8.2 Theoretical Perspectives on Deviance

  1. Pick a famous politician, business leader, or celebrity who has been arrested recently. What crime did they allegedly commit? Who was the victim? Explain their actions from the point of view of one of the major sociological paradigms. What factors best explain how this person might be punished if convicted of the crime?
  2. Discuss the merits of positivist, critical sociology and interpretive sociology to violent crime.

8.3 Crime and the Law

  1. What are the three different types of statistic used to measure crime rates in Canada? What are the merits and limitations of each of them?
  2. Could you imagine abolishing the prison sysem? Why or why not? Would any of the alternatives to prison be an effective replacement?
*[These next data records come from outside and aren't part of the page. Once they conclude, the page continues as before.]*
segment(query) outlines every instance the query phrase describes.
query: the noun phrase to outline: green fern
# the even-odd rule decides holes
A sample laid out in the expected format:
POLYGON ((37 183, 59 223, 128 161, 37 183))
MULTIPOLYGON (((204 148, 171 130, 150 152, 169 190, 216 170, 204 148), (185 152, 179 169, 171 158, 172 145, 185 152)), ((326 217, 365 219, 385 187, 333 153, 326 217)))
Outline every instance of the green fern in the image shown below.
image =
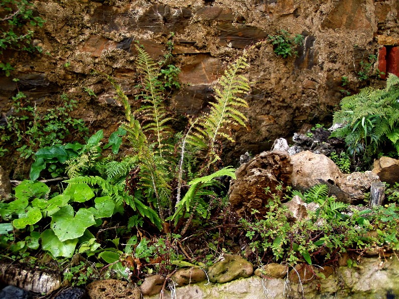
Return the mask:
POLYGON ((213 191, 210 191, 207 188, 218 184, 217 181, 215 180, 215 178, 227 175, 235 179, 235 169, 232 166, 228 166, 212 174, 197 177, 189 182, 188 184, 190 186, 190 188, 183 198, 176 204, 176 211, 169 220, 174 219, 175 221, 177 221, 183 216, 184 210, 187 212, 190 211, 190 209, 194 206, 193 203, 200 202, 204 195, 214 194, 213 191))
POLYGON ((163 141, 169 137, 168 133, 171 131, 167 123, 172 119, 168 116, 162 102, 164 97, 162 92, 163 85, 158 79, 159 66, 139 45, 136 45, 135 47, 138 53, 137 69, 142 75, 142 84, 145 88, 143 93, 144 105, 136 113, 139 113, 143 121, 143 131, 155 135, 159 155, 162 157, 167 144, 163 141))

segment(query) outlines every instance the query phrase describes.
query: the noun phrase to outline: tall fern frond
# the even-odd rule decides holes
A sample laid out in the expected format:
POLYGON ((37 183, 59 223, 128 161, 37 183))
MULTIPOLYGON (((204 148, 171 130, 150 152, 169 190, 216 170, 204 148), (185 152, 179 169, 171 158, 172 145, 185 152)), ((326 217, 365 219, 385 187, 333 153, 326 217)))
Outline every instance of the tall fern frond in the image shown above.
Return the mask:
POLYGON ((162 141, 168 136, 165 133, 171 131, 167 123, 172 119, 168 116, 162 103, 163 86, 158 79, 160 75, 159 65, 141 47, 138 45, 135 47, 138 53, 137 69, 141 74, 145 88, 143 94, 144 105, 137 112, 140 113, 143 120, 143 132, 150 132, 155 136, 159 155, 162 157, 164 150, 170 149, 165 148, 165 144, 162 141))
POLYGON ((249 81, 240 74, 248 66, 247 56, 248 53, 244 51, 242 56, 229 64, 224 74, 218 80, 220 87, 217 86, 214 88, 216 102, 211 104, 211 111, 202 124, 210 138, 211 152, 214 152, 215 143, 219 137, 234 142, 229 134, 223 132, 227 125, 245 126, 247 118, 238 109, 248 107, 246 101, 240 96, 250 90, 249 81))
POLYGON ((171 217, 171 219, 175 218, 180 214, 185 207, 185 210, 189 212, 191 207, 193 206, 193 203, 195 203, 199 198, 201 198, 205 194, 209 194, 209 191, 206 190, 206 188, 209 186, 217 184, 215 178, 220 176, 227 175, 234 179, 236 178, 235 169, 232 166, 227 166, 217 171, 214 172, 212 174, 197 177, 188 182, 190 188, 184 195, 182 200, 176 204, 176 212, 174 215, 171 217))

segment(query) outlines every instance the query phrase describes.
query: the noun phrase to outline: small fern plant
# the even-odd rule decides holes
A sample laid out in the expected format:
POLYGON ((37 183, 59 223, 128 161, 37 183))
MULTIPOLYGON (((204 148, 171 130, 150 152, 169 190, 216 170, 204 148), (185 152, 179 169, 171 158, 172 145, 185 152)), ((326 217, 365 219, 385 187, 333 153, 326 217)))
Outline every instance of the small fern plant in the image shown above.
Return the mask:
POLYGON ((334 114, 334 122, 344 127, 331 137, 345 139, 353 157, 370 157, 387 145, 399 155, 399 78, 390 74, 383 89, 366 87, 357 94, 347 96, 341 110, 334 114))
MULTIPOLYGON (((220 159, 218 141, 222 138, 234 141, 229 126, 245 125, 247 120, 239 109, 248 106, 242 95, 249 90, 249 84, 241 74, 248 66, 247 53, 244 52, 230 64, 218 80, 215 88, 216 102, 211 104, 210 112, 190 121, 185 133, 182 134, 170 126, 172 118, 165 104, 163 84, 159 80, 162 77, 159 64, 139 45, 136 49, 142 87, 137 97, 141 101, 141 108, 132 111, 120 86, 108 77, 117 98, 125 107, 127 122, 122 127, 127 132, 126 137, 136 161, 134 167, 137 171, 130 180, 134 181, 135 188, 129 200, 134 201, 132 205, 135 207, 140 202, 148 207, 151 213, 145 216, 152 221, 156 220, 158 224, 171 220, 175 223, 188 217, 187 228, 196 208, 206 209, 207 198, 214 194, 209 187, 217 185, 215 178, 223 175, 234 177, 234 169, 231 167, 212 172, 210 166, 220 159), (206 153, 205 158, 196 157, 195 153, 200 150, 206 153), (176 152, 180 153, 177 159, 176 152), (198 162, 200 160, 202 164, 198 162), (172 190, 176 177, 175 192, 172 190), (190 181, 188 184, 184 183, 187 181, 190 181), (182 191, 183 187, 185 192, 182 191), (152 211, 157 211, 157 218, 152 211)), ((126 181, 129 180, 129 174, 127 176, 126 181)))
POLYGON ((346 209, 348 205, 344 203, 336 202, 335 197, 328 196, 329 190, 327 185, 319 184, 308 189, 304 193, 294 190, 292 195, 298 195, 307 203, 316 203, 319 207, 316 211, 316 217, 332 218, 341 216, 341 211, 346 209))

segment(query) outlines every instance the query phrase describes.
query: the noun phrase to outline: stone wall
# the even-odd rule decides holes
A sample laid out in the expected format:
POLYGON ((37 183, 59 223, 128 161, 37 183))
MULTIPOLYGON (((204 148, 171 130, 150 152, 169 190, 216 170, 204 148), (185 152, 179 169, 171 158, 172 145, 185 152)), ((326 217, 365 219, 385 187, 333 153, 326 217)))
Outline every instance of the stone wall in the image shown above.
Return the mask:
MULTIPOLYGON (((226 62, 254 42, 284 29, 305 37, 297 57, 277 56, 265 44, 251 51, 247 75, 253 82, 247 99, 247 129, 233 128, 237 142, 227 144, 227 163, 245 151, 269 149, 270 141, 310 124, 326 123, 342 94, 341 77, 351 91, 359 82, 362 59, 384 46, 378 36, 399 37, 396 0, 36 0, 47 20, 35 33, 42 54, 9 51, 16 69, 0 77, 0 109, 10 110, 18 88, 42 108, 66 92, 79 106, 74 117, 110 134, 123 119, 112 86, 96 70, 111 75, 132 101, 136 92, 134 42, 155 59, 172 40, 173 62, 181 68, 181 89, 171 108, 196 114, 212 100, 212 85, 226 62), (170 32, 174 36, 169 37, 170 32), (97 97, 90 98, 83 87, 97 97)), ((4 74, 3 74, 4 75, 4 74)), ((376 82, 381 84, 380 82, 376 82)), ((5 163, 2 164, 6 164, 5 163)), ((10 165, 3 165, 9 168, 10 165)))

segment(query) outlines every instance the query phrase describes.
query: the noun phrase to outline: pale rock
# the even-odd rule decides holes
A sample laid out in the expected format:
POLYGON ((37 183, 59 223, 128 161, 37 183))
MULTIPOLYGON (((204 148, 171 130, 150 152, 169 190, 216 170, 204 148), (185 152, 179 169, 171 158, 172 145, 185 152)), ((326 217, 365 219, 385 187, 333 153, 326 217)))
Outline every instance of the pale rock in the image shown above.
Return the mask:
POLYGON ((147 277, 140 285, 141 293, 143 296, 152 296, 157 294, 162 290, 164 282, 165 277, 159 274, 147 277))
POLYGON ((378 176, 381 181, 390 185, 399 182, 399 160, 389 157, 381 157, 374 161, 371 171, 378 176))
POLYGON ((211 282, 223 283, 249 277, 253 273, 252 263, 240 256, 226 254, 221 260, 210 267, 208 274, 211 282))
POLYGON ((271 263, 265 265, 255 270, 254 274, 259 277, 266 276, 273 278, 283 278, 288 272, 288 267, 285 265, 271 263))

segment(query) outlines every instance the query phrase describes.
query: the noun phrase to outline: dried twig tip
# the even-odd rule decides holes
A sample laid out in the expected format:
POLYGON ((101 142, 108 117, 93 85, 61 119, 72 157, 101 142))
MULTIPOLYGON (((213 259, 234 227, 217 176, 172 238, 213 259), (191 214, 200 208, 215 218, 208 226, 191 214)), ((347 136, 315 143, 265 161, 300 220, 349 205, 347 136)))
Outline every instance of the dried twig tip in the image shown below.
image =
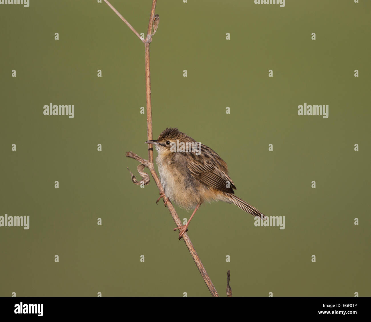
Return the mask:
POLYGON ((231 271, 229 269, 227 271, 227 296, 232 296, 232 289, 229 286, 229 279, 230 278, 231 271))
POLYGON ((153 19, 153 33, 152 34, 153 36, 156 33, 156 31, 157 30, 157 27, 158 27, 158 23, 160 21, 160 16, 158 14, 155 14, 155 17, 153 19))

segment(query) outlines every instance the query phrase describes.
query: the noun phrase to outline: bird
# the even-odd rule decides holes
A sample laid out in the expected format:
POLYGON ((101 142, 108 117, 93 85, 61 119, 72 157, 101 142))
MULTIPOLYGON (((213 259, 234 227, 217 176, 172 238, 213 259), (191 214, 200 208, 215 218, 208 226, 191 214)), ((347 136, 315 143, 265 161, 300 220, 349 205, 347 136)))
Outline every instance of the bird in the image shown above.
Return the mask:
POLYGON ((167 127, 152 144, 158 156, 156 162, 164 191, 160 192, 165 206, 170 200, 193 212, 179 230, 179 239, 188 230, 195 213, 204 202, 222 201, 234 203, 246 212, 263 220, 267 217, 256 208, 234 195, 237 189, 228 175, 228 166, 213 150, 195 141, 176 127, 167 127), (165 200, 166 199, 166 200, 165 200))

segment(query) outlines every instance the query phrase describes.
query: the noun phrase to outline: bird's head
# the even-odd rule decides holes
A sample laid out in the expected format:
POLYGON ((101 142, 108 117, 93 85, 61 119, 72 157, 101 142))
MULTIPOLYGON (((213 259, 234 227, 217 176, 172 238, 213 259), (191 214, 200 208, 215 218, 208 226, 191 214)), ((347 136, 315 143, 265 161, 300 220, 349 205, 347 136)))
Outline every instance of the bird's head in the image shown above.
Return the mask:
POLYGON ((144 143, 153 144, 159 155, 165 156, 172 153, 186 152, 181 149, 183 144, 185 148, 190 146, 192 143, 194 146, 195 141, 176 127, 167 127, 161 132, 157 140, 147 141, 144 143))

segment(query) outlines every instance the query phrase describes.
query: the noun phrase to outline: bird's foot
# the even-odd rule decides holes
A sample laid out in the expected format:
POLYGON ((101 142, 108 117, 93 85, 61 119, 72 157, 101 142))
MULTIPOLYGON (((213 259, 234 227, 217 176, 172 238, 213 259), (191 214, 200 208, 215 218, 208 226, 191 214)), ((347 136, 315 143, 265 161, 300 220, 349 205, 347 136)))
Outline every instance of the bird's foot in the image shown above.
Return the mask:
POLYGON ((185 234, 188 231, 188 225, 185 225, 184 226, 181 226, 180 227, 177 227, 176 228, 174 228, 174 230, 175 232, 177 229, 179 230, 179 240, 180 240, 180 239, 182 238, 182 236, 185 234))
MULTIPOLYGON (((157 203, 159 201, 160 201, 160 200, 161 198, 163 198, 164 197, 166 197, 166 196, 165 195, 165 193, 164 192, 160 192, 160 197, 157 200, 156 200, 156 204, 157 205, 158 205, 158 203, 157 203)), ((166 206, 166 204, 167 203, 167 202, 168 201, 169 201, 169 198, 167 198, 166 200, 164 200, 164 202, 165 203, 165 207, 166 206)))

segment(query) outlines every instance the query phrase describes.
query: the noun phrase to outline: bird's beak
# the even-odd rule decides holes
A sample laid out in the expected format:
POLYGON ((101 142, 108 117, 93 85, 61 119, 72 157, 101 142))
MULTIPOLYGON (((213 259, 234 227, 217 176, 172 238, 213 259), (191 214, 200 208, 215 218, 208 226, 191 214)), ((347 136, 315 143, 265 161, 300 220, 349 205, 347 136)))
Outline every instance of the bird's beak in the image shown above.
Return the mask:
POLYGON ((145 143, 148 143, 149 144, 154 144, 155 145, 162 145, 157 140, 151 140, 150 141, 146 141, 145 143))

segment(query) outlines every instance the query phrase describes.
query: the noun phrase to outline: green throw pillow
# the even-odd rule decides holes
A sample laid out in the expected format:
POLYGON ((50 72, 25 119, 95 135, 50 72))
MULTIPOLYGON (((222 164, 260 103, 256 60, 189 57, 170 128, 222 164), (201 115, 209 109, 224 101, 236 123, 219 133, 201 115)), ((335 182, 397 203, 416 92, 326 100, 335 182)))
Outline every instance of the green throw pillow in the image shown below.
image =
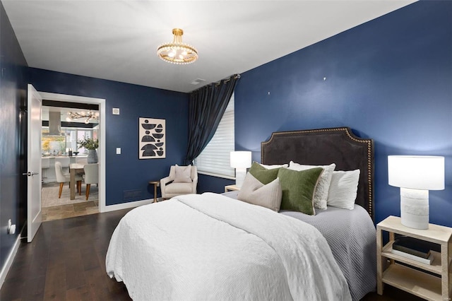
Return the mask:
POLYGON ((321 167, 302 171, 280 168, 278 177, 282 190, 280 209, 299 211, 310 216, 316 214, 314 193, 323 171, 321 167))
POLYGON ((278 177, 278 172, 279 170, 279 168, 268 170, 257 162, 253 162, 249 172, 261 183, 266 185, 273 182, 275 179, 278 177))

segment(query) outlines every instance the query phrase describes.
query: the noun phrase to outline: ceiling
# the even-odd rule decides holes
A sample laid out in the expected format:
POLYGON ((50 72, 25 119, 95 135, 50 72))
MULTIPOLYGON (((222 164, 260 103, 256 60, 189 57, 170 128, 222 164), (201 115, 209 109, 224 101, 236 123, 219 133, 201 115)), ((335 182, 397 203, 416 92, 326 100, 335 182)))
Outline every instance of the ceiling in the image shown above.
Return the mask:
POLYGON ((376 18, 412 0, 1 0, 28 66, 190 92, 376 18), (172 28, 199 59, 156 54, 172 28), (206 81, 194 85, 198 79, 206 81))

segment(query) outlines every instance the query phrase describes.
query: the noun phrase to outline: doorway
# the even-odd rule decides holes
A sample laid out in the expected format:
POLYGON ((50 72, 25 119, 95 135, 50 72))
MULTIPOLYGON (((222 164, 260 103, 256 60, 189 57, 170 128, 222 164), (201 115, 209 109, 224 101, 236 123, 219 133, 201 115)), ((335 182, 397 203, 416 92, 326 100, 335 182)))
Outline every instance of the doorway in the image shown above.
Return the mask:
MULTIPOLYGON (((85 210, 85 208, 83 208, 84 206, 89 206, 90 208, 86 208, 87 210, 85 210, 85 211, 86 212, 86 214, 90 214, 93 213, 97 213, 97 212, 105 212, 105 100, 101 99, 101 98, 86 98, 86 97, 69 95, 64 95, 64 94, 50 93, 46 93, 46 92, 39 92, 39 93, 42 98, 42 99, 46 100, 49 100, 53 102, 72 102, 72 103, 84 104, 85 105, 88 105, 88 106, 90 105, 95 105, 98 106, 99 123, 98 123, 98 129, 97 129, 97 136, 99 140, 99 148, 97 148, 98 163, 99 163, 99 184, 96 187, 97 189, 93 189, 93 192, 95 193, 97 192, 98 194, 98 202, 95 203, 95 205, 93 205, 90 203, 85 203, 85 204, 81 203, 79 205, 77 205, 74 208, 78 208, 79 210, 85 210)), ((69 187, 66 185, 67 184, 64 185, 64 191, 69 191, 69 187)), ((46 185, 44 185, 44 186, 45 189, 46 185)), ((56 190, 54 188, 52 188, 52 189, 54 191, 56 190)), ((43 196, 44 196, 43 195, 43 196)), ((56 195, 56 197, 58 197, 57 195, 56 195)), ((65 206, 66 207, 61 206, 61 209, 66 211, 66 213, 64 214, 61 218, 71 217, 71 213, 70 213, 69 212, 70 206, 68 206, 65 205, 65 206)), ((54 208, 54 209, 56 210, 56 208, 54 208)), ((81 213, 73 212, 72 214, 73 214, 73 216, 76 216, 77 215, 81 215, 81 213)), ((54 212, 54 215, 55 215, 54 212)), ((44 218, 44 216, 43 216, 43 218, 44 218)), ((43 219, 43 221, 45 219, 43 219)))

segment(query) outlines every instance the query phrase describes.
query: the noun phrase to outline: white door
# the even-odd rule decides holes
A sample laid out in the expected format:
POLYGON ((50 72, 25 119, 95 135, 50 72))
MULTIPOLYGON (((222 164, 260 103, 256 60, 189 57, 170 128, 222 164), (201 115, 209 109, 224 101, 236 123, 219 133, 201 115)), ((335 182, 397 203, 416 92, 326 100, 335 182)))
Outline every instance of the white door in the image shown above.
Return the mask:
POLYGON ((27 241, 31 242, 41 225, 41 107, 42 99, 32 85, 28 92, 27 241))

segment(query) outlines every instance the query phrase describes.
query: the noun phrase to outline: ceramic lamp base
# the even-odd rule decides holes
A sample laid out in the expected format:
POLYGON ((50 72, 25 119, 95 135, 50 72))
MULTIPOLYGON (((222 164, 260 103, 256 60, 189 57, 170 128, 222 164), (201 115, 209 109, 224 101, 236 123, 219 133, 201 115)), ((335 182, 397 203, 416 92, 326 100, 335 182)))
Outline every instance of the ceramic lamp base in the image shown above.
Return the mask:
POLYGON ((235 186, 240 188, 242 187, 242 184, 243 184, 244 180, 245 179, 245 176, 246 175, 246 169, 235 169, 235 186))
POLYGON ((429 191, 400 188, 402 225, 415 229, 429 228, 429 191))

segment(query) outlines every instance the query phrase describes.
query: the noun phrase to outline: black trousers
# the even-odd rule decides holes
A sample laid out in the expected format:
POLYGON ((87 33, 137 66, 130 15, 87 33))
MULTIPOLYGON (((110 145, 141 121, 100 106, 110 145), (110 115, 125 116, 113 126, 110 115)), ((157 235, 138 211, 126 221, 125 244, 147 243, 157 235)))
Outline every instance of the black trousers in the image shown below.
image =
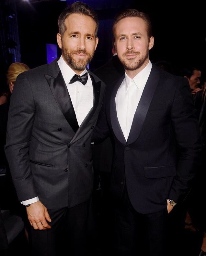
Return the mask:
POLYGON ((52 219, 50 229, 31 227, 34 255, 83 256, 88 254, 88 221, 90 200, 72 208, 48 209, 52 219))
POLYGON ((167 255, 166 249, 168 214, 166 208, 150 214, 138 213, 133 209, 125 191, 121 201, 115 206, 114 212, 114 255, 167 255))

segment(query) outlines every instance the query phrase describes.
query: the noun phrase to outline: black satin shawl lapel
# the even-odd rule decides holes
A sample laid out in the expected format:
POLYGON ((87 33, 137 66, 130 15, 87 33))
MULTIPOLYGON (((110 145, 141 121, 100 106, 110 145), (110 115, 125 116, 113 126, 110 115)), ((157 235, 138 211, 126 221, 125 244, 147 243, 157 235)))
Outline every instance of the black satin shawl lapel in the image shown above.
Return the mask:
POLYGON ((67 121, 75 133, 79 125, 68 90, 62 73, 59 71, 56 78, 45 75, 54 98, 67 121))
POLYGON ((118 89, 125 77, 125 75, 124 74, 124 75, 118 81, 114 86, 111 96, 110 107, 110 116, 112 130, 117 139, 120 142, 124 144, 126 144, 126 140, 117 117, 115 97, 118 89))
POLYGON ((158 68, 153 65, 134 116, 127 145, 136 141, 140 135, 160 77, 158 68))
POLYGON ((91 129, 92 125, 92 124, 90 126, 89 125, 88 125, 88 123, 92 118, 92 116, 94 115, 99 104, 101 82, 100 81, 99 81, 96 82, 92 75, 89 71, 88 72, 89 74, 89 75, 92 82, 93 93, 94 94, 93 107, 91 109, 83 122, 82 122, 82 123, 79 127, 78 130, 70 141, 70 143, 74 142, 76 139, 77 138, 78 138, 78 139, 79 139, 80 137, 83 136, 87 132, 89 129, 91 129))

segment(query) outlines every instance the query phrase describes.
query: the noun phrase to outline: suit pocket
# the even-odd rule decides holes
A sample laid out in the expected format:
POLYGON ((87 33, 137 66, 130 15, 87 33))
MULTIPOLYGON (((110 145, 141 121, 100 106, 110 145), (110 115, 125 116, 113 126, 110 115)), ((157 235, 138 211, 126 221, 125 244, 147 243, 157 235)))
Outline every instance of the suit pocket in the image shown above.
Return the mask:
POLYGON ((144 177, 149 178, 164 178, 175 176, 177 170, 174 165, 144 167, 144 177))
POLYGON ((33 161, 33 160, 29 160, 29 161, 31 163, 35 163, 36 164, 39 164, 40 165, 43 165, 43 166, 47 166, 48 167, 55 167, 55 165, 52 165, 51 164, 47 164, 46 163, 39 163, 39 162, 36 162, 35 161, 33 161))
Why or why not?

8.4 Public Policy Debates on Crime

  1. Recall the crime statistics presented earlier in this chapter. Do they surprise you given the way crime is reported in the media? Or do you find the media generally accurate? Why does the public perceive that crime rates are increasing and believe that punishment should be stricter when actual crime rates are much lower than they were in 1991?
  2. The media’s focus on different types of crime topic or criminal waxes and wanes over time. Think about a recent media focus or one that you were aware of in your lifetime. Does it conform to the model of a moral panic? Why/why not?

Further Research

8.1 Deviance and Control
Although people rarely think of it in this way, deviance can have a positive effect on society. Check out the Positive Deviance Initiative, a program initiated by Tufts University to promote social movements around the world that strive to improve people’s lives.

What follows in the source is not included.